Provincial park in Saskatchewan, Canada

Danielson Provincial Park is located at the northern end of Lake Diefenbaker in the southern part of the Canadian province of Saskatchewan. The park surrounds the Gardiner Dam, which was built in 1967 and is among the largest embankment dams in Canada and the world. The South Saskatchewan River flows north beyond the park, towards Outlook and Saskatoon. Saskatchewan Highways 44, 45, and 219 provide access to the park. SaskPower's Coteau Creek Hydroelectric Station is located near the park.

The park opened to the public in 1971 and was named for former MLA Gustaf Herman Danielson. It is one of three provincial parks on Lake Diefenbaker, with the other two being Douglas Provincial Park and Saskatchewan Landing Provincial Park.

Danielson Provincial Park's Visitor Centre is located between Lake Diefenbaker and Coteau Bay, and features numerous interactive displays about the Gardiner Dam and the river systems of southern Saskatchewan in addition to a café and beach.

== Attractions and amenities ==
Danielson Provincial park has a variety of attractions and amenities ranging from camping to swimming to hiking.

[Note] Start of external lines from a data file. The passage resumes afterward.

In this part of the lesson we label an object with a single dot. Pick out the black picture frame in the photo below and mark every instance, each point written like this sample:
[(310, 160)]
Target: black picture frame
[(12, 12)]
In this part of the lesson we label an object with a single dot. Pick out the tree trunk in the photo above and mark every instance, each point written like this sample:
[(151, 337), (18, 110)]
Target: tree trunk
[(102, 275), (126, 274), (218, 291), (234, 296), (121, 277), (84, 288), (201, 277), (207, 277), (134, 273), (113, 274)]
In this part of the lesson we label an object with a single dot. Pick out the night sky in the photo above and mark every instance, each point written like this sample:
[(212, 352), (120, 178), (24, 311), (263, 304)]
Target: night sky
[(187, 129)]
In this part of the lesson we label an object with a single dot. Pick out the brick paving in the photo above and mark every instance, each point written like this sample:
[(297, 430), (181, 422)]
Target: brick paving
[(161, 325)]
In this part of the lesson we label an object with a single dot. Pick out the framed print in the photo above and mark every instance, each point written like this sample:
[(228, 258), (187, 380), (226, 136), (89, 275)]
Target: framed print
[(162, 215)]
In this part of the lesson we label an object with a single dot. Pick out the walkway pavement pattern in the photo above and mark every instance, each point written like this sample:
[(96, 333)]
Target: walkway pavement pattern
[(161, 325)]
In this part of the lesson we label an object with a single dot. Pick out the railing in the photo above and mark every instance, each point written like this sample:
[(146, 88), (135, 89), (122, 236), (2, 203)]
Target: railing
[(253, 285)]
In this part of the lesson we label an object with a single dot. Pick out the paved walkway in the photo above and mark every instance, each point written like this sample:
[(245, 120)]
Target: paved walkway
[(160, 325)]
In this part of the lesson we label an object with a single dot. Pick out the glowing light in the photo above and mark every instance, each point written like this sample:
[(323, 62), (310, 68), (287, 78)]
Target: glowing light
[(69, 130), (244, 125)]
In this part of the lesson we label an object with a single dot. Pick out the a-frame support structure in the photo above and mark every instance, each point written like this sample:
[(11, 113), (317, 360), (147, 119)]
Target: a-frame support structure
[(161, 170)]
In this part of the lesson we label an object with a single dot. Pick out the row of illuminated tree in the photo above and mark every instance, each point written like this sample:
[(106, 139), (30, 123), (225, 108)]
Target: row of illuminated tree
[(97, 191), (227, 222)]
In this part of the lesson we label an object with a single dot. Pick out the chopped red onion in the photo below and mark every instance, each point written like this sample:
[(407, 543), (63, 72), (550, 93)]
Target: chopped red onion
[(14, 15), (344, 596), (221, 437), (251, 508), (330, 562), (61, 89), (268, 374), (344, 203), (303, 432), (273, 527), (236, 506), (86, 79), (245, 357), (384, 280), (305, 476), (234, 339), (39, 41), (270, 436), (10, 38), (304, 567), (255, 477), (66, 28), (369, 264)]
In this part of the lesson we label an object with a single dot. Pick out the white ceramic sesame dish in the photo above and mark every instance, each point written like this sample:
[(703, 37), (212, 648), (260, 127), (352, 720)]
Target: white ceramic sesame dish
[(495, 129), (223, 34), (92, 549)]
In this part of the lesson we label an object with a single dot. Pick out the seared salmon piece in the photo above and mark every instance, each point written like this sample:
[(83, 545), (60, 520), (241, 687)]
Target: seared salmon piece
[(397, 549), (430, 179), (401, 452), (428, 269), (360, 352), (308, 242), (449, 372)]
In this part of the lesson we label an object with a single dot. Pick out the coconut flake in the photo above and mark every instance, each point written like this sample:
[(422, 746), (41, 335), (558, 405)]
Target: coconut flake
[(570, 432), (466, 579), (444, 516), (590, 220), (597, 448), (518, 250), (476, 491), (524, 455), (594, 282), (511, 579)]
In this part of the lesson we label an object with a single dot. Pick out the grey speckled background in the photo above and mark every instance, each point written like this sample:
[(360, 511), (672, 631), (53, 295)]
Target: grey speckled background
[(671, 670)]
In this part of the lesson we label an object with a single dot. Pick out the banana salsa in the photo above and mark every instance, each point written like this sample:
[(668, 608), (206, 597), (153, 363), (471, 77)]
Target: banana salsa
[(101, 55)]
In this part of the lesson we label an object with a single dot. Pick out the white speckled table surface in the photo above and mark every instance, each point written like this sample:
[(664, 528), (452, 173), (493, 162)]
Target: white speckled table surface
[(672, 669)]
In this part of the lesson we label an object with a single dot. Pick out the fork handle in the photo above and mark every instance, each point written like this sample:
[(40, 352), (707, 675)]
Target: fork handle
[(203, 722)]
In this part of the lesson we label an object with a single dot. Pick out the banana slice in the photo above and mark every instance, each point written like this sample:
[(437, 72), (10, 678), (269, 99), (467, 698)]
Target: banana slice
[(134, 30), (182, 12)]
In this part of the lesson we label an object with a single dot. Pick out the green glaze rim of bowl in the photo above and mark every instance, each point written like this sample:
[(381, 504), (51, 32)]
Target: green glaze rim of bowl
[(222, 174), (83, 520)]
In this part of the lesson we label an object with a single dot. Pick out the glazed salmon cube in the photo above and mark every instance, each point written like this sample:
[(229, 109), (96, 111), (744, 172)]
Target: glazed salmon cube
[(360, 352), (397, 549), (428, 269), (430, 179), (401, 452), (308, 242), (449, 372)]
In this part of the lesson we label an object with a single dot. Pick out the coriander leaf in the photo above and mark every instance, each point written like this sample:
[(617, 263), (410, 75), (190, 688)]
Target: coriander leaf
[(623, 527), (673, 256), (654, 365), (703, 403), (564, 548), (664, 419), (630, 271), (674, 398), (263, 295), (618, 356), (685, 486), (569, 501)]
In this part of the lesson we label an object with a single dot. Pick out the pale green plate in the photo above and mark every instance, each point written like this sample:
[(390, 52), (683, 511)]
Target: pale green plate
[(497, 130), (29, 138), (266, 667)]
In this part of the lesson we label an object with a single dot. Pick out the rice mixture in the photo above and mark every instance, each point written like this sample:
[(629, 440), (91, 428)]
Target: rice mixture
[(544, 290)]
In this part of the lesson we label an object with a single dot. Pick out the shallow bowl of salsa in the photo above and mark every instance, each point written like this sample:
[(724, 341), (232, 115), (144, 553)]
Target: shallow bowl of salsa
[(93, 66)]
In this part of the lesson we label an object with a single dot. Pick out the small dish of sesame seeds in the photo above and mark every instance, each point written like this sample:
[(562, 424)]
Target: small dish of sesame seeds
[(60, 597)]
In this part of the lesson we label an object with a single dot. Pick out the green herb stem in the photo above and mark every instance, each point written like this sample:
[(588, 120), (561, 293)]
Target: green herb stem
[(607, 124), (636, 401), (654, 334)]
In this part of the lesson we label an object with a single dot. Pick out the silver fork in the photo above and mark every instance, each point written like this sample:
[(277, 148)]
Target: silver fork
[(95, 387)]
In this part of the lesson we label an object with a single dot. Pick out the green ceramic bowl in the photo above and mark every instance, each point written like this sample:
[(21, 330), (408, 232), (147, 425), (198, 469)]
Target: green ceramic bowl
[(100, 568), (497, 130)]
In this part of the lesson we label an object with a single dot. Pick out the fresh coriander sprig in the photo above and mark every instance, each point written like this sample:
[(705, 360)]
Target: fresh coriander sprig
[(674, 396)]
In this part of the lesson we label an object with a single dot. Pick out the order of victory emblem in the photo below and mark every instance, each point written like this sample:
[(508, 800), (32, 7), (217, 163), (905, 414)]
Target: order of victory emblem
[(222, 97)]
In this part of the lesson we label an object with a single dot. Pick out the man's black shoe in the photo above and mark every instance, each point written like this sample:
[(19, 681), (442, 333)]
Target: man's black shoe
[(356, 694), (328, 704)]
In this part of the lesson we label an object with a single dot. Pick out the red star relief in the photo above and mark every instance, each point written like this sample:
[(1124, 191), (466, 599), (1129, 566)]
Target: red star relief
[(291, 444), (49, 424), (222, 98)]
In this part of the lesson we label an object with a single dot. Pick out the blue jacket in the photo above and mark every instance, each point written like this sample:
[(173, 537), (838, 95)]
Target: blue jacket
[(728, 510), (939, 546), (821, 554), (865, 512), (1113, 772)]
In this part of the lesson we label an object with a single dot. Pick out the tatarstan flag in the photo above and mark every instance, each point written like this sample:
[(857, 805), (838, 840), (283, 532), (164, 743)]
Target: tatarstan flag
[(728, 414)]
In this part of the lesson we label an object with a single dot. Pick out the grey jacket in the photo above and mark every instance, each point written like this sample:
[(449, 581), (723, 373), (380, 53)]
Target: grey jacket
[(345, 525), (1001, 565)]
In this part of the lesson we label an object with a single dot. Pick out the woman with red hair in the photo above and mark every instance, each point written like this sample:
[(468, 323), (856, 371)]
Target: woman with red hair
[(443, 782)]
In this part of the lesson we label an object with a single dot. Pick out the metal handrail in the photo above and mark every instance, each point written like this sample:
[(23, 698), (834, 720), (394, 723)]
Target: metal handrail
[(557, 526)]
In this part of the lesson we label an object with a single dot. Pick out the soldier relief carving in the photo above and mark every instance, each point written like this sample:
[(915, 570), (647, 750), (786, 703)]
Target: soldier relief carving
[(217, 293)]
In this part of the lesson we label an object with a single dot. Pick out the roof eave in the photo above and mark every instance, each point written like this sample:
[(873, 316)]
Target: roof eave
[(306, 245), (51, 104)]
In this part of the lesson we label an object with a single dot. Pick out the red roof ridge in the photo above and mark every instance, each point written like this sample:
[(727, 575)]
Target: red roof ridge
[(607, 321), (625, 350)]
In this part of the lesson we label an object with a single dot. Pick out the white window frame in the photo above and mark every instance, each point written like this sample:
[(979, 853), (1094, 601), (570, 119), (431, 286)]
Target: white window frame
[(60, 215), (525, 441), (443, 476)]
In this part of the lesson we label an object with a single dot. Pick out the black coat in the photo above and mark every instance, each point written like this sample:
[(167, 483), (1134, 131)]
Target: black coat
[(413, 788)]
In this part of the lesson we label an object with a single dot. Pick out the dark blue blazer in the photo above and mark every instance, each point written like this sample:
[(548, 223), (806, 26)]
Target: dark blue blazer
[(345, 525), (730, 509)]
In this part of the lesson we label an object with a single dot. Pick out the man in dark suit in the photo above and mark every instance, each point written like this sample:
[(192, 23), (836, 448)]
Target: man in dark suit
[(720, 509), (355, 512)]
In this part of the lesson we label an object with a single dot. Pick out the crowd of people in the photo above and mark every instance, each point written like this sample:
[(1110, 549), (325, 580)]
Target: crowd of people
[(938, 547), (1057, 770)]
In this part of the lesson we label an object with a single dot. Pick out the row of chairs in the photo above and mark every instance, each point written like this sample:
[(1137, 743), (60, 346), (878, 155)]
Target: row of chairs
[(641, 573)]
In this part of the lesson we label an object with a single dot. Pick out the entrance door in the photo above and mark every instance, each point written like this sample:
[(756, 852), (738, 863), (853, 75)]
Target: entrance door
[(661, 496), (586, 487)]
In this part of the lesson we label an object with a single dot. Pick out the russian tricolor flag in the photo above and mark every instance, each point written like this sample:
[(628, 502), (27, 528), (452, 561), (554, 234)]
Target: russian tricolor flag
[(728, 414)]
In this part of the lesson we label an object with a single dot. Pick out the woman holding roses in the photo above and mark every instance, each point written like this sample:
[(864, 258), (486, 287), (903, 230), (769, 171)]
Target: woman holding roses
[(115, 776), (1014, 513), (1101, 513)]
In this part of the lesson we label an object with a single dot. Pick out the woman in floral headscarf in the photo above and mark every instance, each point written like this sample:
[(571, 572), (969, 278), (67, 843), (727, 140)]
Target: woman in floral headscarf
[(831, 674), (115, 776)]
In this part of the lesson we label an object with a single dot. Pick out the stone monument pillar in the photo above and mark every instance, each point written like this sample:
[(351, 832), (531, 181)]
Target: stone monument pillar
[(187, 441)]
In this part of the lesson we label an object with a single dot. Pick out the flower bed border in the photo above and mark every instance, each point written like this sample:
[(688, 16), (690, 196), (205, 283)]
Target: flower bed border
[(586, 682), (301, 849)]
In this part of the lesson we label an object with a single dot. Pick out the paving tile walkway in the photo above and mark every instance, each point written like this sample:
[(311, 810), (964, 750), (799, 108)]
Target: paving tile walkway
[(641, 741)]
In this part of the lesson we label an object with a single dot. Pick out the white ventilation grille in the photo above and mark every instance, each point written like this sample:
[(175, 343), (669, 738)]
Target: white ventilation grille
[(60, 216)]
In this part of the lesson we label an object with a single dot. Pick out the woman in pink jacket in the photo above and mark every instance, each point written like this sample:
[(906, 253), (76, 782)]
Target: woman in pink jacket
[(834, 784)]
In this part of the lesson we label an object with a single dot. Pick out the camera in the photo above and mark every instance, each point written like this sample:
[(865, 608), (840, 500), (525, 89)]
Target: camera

There are three main campgrounds plus an overflow site. The three campgrounds are Shady Lane, Bayside, and Elmview and services offered include electric hookups, potable water, washrooms, showers, and sani-dumps. The park also has a sandy beach for swimming and a boat launch. Near the beach is a picnic area and a fish cleaning station.

There are two main trails in the park. The Great Trail, which is part of the Trans Canada Trail, and the Prairie View Nature Trail.